Stop yelling...when?


----------



## dmarcus (Aug 3, 2011)

When you write large words like that or in all caps it is considered yelling...


----------



## tyler0912 (Aug 3, 2011)

oh noo please dont take it the wrong way...i just like to put my text XXL and in colour and bald,italic and underlined...sorry!


----------



## Stephanie (Aug 3, 2011)

No need to make duplicate threads, Tyler. The first section was more appropriate in my opinion because it's not really a hotly debated issue...
I think I may have found a link to back up my previous thoughts. I will post it in the other thread.

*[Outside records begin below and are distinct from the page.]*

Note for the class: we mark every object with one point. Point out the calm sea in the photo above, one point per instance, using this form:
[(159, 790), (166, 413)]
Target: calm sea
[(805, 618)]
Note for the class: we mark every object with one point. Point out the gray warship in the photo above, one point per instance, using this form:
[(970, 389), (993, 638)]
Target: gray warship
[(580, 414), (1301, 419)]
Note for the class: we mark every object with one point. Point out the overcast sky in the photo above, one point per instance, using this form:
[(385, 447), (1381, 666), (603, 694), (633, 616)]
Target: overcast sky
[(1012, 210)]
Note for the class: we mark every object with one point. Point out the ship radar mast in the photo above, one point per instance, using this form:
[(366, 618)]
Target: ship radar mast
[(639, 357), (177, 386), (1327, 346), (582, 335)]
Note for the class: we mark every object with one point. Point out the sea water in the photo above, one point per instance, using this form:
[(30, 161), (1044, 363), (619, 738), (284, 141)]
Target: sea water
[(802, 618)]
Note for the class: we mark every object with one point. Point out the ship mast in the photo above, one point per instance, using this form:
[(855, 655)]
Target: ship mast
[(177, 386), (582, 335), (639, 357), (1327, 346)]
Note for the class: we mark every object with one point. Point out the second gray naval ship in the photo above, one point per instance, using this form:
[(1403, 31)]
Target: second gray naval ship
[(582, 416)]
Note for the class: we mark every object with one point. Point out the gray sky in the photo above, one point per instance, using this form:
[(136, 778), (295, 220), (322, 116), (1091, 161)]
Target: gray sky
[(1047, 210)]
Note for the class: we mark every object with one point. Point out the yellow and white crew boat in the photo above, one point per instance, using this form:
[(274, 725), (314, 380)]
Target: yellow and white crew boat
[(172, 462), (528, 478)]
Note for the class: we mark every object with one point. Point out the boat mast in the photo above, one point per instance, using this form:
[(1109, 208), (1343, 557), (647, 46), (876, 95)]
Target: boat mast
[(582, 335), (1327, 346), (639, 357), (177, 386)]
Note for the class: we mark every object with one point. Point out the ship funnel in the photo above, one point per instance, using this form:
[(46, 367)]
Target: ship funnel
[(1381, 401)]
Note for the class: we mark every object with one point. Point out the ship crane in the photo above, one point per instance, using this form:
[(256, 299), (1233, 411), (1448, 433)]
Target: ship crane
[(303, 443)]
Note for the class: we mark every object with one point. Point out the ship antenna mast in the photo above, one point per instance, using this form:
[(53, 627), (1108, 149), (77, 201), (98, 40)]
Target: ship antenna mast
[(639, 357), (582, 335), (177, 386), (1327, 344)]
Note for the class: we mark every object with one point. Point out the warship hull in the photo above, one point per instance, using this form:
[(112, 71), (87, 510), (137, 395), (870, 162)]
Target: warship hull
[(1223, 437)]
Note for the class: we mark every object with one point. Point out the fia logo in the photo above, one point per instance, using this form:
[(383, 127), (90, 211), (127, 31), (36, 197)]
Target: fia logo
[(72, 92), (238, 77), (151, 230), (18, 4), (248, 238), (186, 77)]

*"The two most powerful warriors are patience and time."*


----------



## Stephanie (Aug 3, 2011)

I understand that you meant the sprout, but they still come from bulbs. 
Now, I've done quite a bit of research for you, Tyler (Google is your friend; if you know how to use it) 
I've come to the conclusion that I, personally, would not feed spring onions to Tiago (nor to my own little Piglet). 
I cannot find any information that points to it being a good staple in the diet. However, I have some links that point to why you WOULDN'T want it in the diet:

http://thetortoisetable.org.uk/site/plants_19.asp?mode=main&catID=464 
(bear with me, I have a point for linking the allium)
http://en.wikipedia.org/wiki/Onion
(aka _Allium cepa_)

From everywhere I have read, and everything I can discern, it is NOT good to feed leeks/onions to a tortoise. I'm sure someone else will chime in, but that's my two cents (for the little that they're worth ). 
I've not found a single care sheet that even lists spring onions as a possibility. Perhaps a nibble here or there wouldn't hurt, but I wouldn't make it a staple...
I will not calmly await for someone to put me in my place


----------



## ascott (Aug 3, 2011)

Okay...I agree with Stephanie...and contribute my 2 cents as well...hey almost to a five spot  

Dont do it man...back away from the onions ..LOL


----------



## yagyujubei (Aug 3, 2011)

I like spring onions, but I'm not sure if a tortoise would. Stephanie said it all. Plant something else.


----------



## tyler0912 (Aug 3, 2011)

Thanks all,
i have planted grass seed,honey dew melon seeds,radish?,dandelion,looking into hibiscus!


----------